# Your favorite Look color scheme



## toonraid (Sep 19, 2006)

Got the idea to start a thread on this topic after some poor feedbacks on Look's 09 range colors. So what is your top 3 color scheme's on Look frames of modern era - who knows it might even give guys at look a basis for next year.
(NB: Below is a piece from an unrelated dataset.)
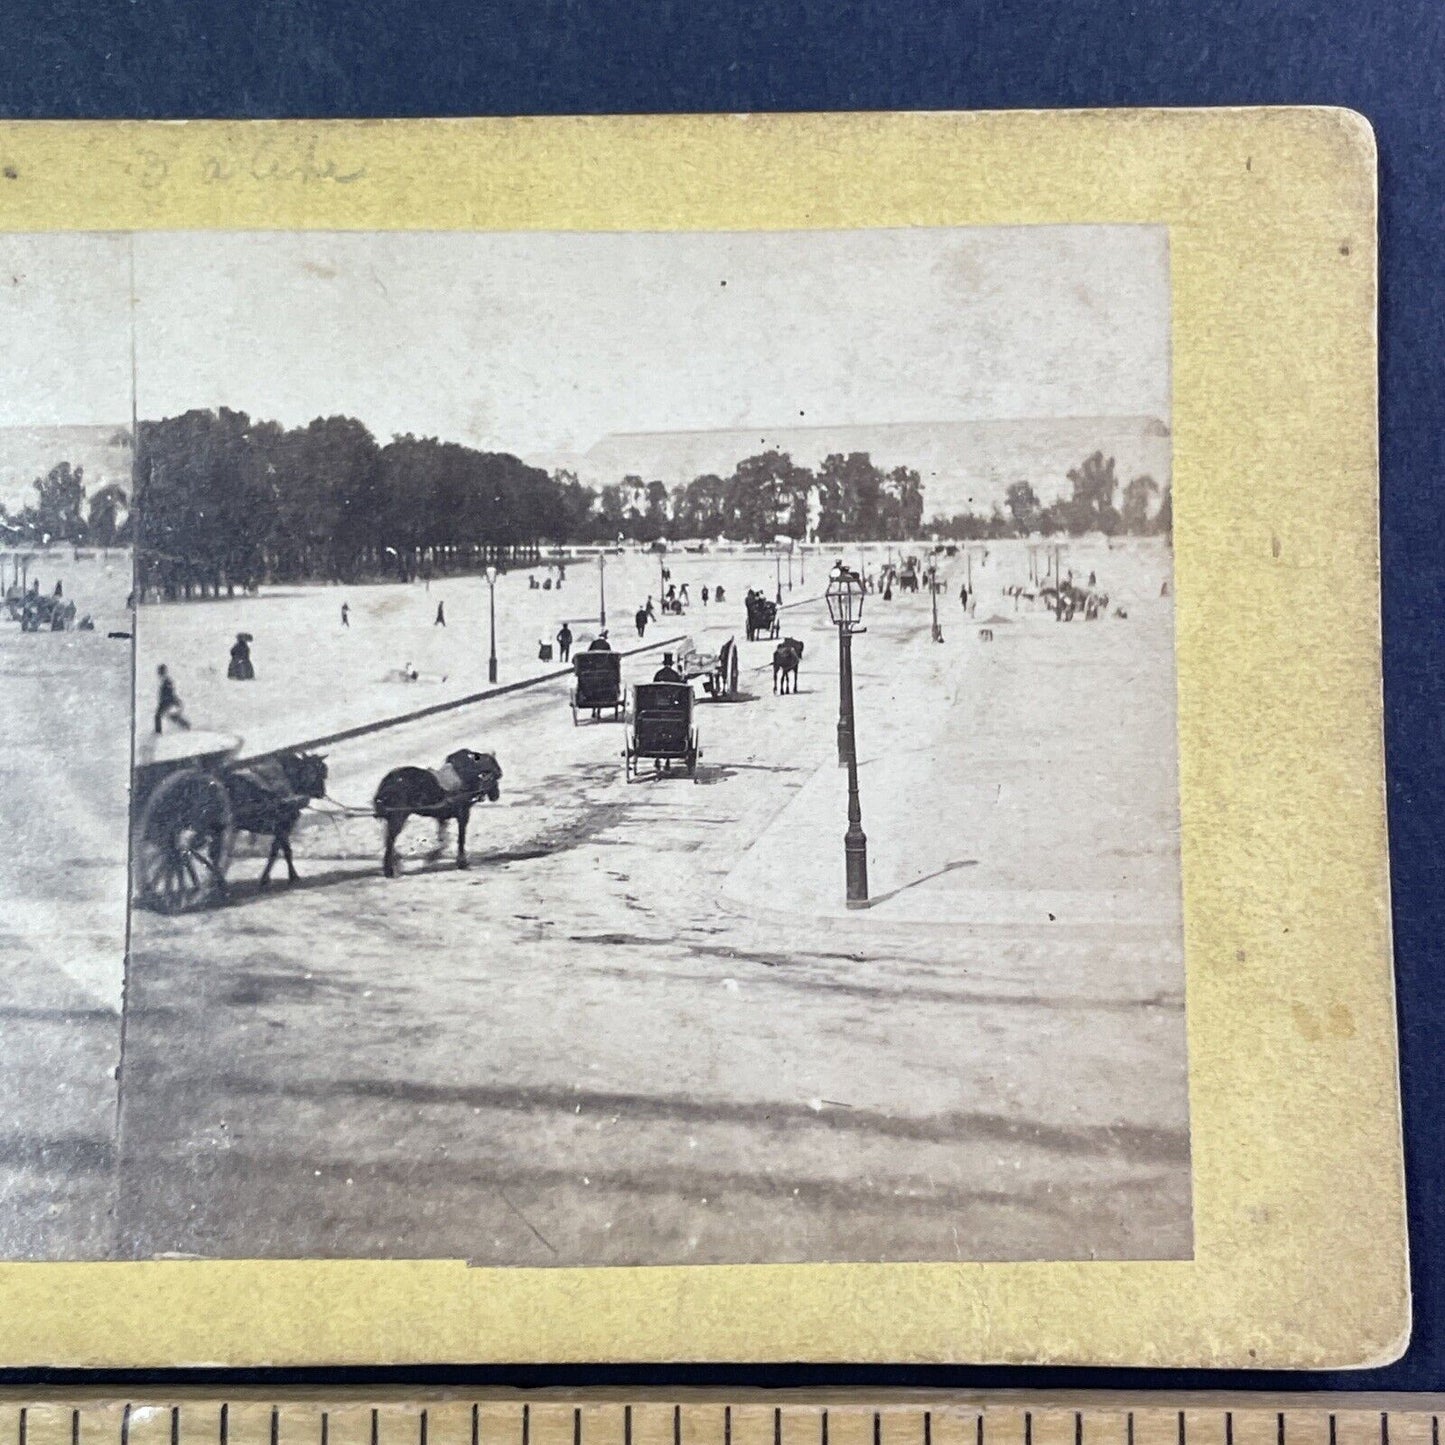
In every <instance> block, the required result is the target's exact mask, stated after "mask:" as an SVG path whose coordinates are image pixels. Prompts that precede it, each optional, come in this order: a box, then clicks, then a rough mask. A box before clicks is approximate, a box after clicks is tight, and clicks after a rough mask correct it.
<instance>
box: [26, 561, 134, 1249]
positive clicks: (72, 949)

I guess I may as well start;

1 - The new incarnation of Mondrian - I must admit I didn't like it initially but it has grown on me as it has everything, innovation, history and it works.

View attachment 154473


2 - The 2007 Plain white was the original white bike - many followed the trend by adding white frames, handlebars and now wheels but unfortunately Look didn't.

View attachment 154479


3 - This is a little harder - the choice was between the 2008 585 opt in Black & Red and the 585 Ultra and the new Confidis team color ..... It had to be the Confidis.


----------



## Guest (Feb 3, 2009)

The Mondrian is tough to beat, I also liked the CA Look's when they were all white. I think the current Cofidis frame is well done.


----------



## audiojan (Jul 24, 2006)

I like the understated nude carbon with outlined "Look".


----------



## toonraid (Sep 19, 2006)

Forgot about that one!

I have one of those which is sitting pretty in some corner awaiting Bora Ultra's & Super Record ... the outlined look logo is silver which is a perfect match to Bora's silver logo.


----------



## gitoutdaway (Nov 28, 2007)

The Mondrian, the 2008's and the old KG381i


----------



## C-40 (Feb 4, 2004)

*my vote...*

I like both of mine.


----------



## rward325 (Sep 22, 2008)

I'm kind of partial to this one
2009 586 Origin


----------



## estebanjs (Jul 22, 2006)

*Pro Team White*

Pro Team White


----------



## boarder1995 (May 9, 2006)

Mondrain, then any solid color, imho.


----------



## branzzz (Feb 20, 2007)

even though i'm not an american, this is beautiful 

more info here

http://reviews.roadbikereview.com/t...os-brooke-millers-look-595-stars-and-stripes/


----------



## rward325 (Sep 22, 2008)

I saw that the other day on VeloNews. It is absolutely gorgeous and will be available in limited numbers if people show an interest in it. My guess is there will be an interest in it.


----------



## il sogno (Jul 15, 2002)

I would have to go with the Cofidis white.


----------



## texass4 (Oct 13, 2005)

branzzz said:


> even though i'm not an american, this is beautiful
> 
> more info here
> 
> http://reviews.roadbikereview.com/t...os-brooke-millers-look-595-stars-and-stripes/


Wow. 

That's pretty much awesome. There's a spot in my garage [heart] for both my nude carbon 585 workhorse and my Jaja 481, but ooh...that's nice. Since my chances of finding a mondrian 586 in my size are slim, I'll take one of these.


----------



## gracer (Sep 15, 2008)

I have to say that this is my favourite colour scheme - mainly because I just finished building it at the weekend!

It's a L Look 585 Optimum


----------